Would you mind providing a minimal reproducible example and the output of rioxarray.show_versions()?

ZachHoppinen commented 1 year ago

Hello Snowman2,

Thanks for getting back to me. For rioxarray.show_versions() do you mean something other than the included text at the bottom of my original comment?
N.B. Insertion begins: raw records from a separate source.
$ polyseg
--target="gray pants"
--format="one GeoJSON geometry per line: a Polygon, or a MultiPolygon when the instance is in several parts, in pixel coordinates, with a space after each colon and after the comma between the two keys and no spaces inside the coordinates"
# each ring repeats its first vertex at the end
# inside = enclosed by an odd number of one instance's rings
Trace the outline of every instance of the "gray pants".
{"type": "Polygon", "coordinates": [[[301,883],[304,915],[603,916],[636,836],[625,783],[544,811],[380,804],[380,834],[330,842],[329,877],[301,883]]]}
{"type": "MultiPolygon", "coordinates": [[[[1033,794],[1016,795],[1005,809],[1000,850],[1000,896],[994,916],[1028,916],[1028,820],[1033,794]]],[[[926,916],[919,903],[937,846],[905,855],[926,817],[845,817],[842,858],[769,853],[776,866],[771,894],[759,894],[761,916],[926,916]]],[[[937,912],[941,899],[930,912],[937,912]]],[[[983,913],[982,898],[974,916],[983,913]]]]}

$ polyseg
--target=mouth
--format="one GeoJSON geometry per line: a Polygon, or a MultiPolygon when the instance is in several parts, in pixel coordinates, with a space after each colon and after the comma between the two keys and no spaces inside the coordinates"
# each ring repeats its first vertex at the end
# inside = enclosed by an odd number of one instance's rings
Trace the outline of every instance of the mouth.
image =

I tried to reproduce this problem with two created data arrays, but in that case, the bounds seemed to work, so I was hoping someone could point me in the right direction for why my data which should have the same CRS and dataset up is showing a minimum y-value bound that is larger than the maximum y-value bound.

import numpy as np
import xarray as xr
import rioxarray

temperature = np.random.randn(1, 2, 2)
x = [10, 30]
y = [4, 2]
time1 = ['sept-1']

da1 = xr.DataArray(temperature, coords = [time1, x, y],dims = ['time', 'x', 'y'])
da1 = da1.rio.write_crs('EPSG:4326')

temperature = np.random.randn(1, 2, 2)
x = [20, 40]
y = [3, 1]
time2 = ['sept-2']

da2 = xr.DataArray(temperature, coords = [time2, x, y], dims = ['time', 'x', 'y'])
da2 = da2.rio.write_crs('EPSG:4326')

ds = xr.concat([da1, da2], dim = 'time')
print(ds.rio.bounds())

Which gives the expected values of a y-minimum value that is smaller than the y-maximum value.